One of the organizations, Warvin, has previously reported on the connection between murdered women and guns being kept at home. When hearing about the new law they released a statement condemning it and holding the Prime Minister Nouri al-Maliki personally responsible for any new cases of women being murdered. ”It is a widely known fact that a government’s first responsibility is providing security and safety for its citizens and fulfill the rule of law in the country. (…) Instead of eradicating and collecting the weapon in Iraq to pave the way to exert the legal authority in the country, as one of the promises he made to people at the time of the election campaign, Maliki has turned his back to the law” the statement said.
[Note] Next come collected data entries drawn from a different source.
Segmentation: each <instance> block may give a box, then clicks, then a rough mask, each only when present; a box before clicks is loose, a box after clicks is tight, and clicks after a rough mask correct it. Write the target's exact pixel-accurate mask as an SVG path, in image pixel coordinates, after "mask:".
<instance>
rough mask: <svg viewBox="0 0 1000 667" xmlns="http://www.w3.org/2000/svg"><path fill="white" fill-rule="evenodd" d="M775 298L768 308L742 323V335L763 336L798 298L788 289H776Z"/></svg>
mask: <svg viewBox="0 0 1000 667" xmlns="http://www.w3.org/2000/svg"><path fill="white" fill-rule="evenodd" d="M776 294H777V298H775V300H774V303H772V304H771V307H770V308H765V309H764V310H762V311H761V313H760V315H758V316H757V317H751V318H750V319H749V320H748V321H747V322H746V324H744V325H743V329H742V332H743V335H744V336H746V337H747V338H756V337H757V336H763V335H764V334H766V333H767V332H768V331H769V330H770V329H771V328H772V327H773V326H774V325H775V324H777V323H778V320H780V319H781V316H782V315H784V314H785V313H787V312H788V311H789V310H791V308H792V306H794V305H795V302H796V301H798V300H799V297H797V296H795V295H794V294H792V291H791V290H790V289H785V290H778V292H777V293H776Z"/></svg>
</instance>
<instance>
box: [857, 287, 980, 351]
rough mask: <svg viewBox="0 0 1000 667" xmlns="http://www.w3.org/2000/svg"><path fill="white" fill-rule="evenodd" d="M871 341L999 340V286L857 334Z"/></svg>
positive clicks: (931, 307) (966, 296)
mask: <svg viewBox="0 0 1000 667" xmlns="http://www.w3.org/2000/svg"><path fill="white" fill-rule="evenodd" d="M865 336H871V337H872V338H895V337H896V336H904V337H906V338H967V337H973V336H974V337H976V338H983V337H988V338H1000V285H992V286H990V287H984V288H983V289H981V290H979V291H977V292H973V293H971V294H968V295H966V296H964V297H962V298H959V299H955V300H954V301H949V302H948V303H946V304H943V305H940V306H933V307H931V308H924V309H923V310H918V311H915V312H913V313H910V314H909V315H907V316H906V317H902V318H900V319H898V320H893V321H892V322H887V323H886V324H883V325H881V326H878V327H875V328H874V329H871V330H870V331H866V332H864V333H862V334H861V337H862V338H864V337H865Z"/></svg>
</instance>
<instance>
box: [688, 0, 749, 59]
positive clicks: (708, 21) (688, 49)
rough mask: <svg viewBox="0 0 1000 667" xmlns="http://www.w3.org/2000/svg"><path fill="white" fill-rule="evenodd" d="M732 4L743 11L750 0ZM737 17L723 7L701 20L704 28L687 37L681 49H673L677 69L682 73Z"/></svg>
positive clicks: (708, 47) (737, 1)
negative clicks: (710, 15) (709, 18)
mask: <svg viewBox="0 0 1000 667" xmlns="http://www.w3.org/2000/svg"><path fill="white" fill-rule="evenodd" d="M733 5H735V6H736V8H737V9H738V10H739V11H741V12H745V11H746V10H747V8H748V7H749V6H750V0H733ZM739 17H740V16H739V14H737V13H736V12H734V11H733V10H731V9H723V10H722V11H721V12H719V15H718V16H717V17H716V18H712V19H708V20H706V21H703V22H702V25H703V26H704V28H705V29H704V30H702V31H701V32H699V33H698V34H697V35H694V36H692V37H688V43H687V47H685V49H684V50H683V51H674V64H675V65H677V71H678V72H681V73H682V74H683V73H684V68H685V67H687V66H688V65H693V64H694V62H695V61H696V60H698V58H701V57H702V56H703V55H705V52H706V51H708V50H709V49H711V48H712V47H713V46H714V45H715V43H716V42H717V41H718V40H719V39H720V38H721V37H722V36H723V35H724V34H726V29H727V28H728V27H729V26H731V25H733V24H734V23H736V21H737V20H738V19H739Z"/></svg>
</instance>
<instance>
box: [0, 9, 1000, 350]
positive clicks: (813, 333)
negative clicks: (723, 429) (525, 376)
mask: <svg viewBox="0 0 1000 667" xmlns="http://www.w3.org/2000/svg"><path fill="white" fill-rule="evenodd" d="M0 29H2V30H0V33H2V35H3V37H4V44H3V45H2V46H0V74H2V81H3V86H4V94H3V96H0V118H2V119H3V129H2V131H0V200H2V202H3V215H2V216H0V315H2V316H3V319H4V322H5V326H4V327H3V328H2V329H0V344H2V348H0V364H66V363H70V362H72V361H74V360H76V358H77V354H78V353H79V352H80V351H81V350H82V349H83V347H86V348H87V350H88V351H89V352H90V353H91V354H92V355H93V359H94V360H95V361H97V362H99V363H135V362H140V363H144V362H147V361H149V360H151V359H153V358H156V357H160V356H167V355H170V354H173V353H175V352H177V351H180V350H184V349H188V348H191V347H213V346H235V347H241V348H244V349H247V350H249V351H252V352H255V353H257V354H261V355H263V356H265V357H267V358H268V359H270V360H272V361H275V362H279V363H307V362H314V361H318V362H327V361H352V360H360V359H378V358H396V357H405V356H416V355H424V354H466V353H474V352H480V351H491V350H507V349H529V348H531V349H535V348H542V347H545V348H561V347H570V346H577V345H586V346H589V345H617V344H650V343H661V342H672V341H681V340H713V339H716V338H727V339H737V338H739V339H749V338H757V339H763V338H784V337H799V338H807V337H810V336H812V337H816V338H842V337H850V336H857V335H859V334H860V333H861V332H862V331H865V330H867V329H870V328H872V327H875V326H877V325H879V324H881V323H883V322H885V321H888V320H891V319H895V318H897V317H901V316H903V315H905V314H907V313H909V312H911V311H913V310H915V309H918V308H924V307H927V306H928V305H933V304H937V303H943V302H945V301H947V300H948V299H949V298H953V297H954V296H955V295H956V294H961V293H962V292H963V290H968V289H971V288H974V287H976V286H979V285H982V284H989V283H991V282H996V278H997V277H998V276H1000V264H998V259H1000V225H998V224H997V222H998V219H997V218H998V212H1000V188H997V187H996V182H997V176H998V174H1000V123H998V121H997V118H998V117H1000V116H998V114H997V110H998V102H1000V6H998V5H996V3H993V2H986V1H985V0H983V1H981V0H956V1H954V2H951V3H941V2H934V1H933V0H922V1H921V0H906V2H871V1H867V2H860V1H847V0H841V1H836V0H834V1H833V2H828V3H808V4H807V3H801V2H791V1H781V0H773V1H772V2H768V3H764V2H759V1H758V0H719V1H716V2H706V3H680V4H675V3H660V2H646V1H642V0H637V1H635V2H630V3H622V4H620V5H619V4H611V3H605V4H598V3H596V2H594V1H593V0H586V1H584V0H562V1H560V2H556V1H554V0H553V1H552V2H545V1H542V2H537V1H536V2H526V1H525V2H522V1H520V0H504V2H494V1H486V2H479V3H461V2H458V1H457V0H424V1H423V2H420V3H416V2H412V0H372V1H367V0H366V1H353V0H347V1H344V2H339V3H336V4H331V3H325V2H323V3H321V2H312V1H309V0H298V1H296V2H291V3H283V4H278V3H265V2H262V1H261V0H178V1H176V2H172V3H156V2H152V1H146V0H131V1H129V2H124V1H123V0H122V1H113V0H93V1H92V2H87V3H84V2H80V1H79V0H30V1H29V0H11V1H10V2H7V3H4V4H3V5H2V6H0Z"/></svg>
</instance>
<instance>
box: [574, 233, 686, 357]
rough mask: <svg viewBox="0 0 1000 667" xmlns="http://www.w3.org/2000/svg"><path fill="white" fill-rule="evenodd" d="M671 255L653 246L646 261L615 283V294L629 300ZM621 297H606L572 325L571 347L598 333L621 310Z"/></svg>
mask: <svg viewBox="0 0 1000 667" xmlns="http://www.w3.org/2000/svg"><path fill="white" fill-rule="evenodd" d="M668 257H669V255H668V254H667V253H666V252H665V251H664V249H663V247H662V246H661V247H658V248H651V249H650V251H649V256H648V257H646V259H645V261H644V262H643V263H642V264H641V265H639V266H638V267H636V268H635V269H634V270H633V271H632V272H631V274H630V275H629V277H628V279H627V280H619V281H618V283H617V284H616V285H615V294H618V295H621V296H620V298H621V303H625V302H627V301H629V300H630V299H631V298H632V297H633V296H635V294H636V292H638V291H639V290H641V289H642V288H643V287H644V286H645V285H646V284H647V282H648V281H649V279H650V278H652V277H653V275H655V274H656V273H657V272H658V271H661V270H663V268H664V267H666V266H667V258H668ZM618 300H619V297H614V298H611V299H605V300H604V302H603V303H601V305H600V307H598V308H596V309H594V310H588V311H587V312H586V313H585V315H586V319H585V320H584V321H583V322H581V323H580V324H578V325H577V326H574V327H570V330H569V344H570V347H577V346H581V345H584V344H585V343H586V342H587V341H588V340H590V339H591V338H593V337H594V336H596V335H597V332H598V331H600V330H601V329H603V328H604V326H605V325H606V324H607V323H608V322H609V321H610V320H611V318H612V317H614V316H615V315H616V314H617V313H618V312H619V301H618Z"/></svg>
Khanim Latif, ASUDA. Photo: The Kvinna till Kvinna Foundation.

Campaign against guns

In the Kurdistan region, Iraq, several women’s organizations have joined forces in a campaign with the aim to get a ban on the private possession of small arms. By approving this new law, the government is signalling that issues of women’s security are not of any importance, says Khanim Latif at the women’s organization ASUDA.

- We were expecting a ban on possession of weapons, and for the government to start the process of eradicating and collecting the illegal weapons present in our society. We didn’t expect them to suddenly decide on a legalisation instead. This law represents a serious threat to all people in Iraq – especially women!

Meeting with the Parliament Speaker

ASUDA initiated the campaign, after a period of a drasticly increasing number of women getting killed by privately owned small arms. Naturally they are very concered about this new agenda.

- This law will most probably create instability and lead to a deteriorating security situation in Iraq. And it is likely that there will be an increase in incidents between different ethnic groups, which will lead to even more violence.

But the organizations are not giving up. May 9th they met with the Speaker of the Kurdistan region’s Parliament to discuss it and they will also advocate for the Iraqi government decision not to be carried out in the Kurdistan region.

 Why now?

One of the major questions is of course why Iraq is adopting this new weapon law right now? Ala Riani, coordinator for Iraq at the women and peace organization the Kvinna till Kvinna Foundation, elaborates:

- One of the suggestions is that by legalizing these weapons the government is legalizing the many militia groups that are active in the country. And most of them are said to be connected to Nouri al-Maliki.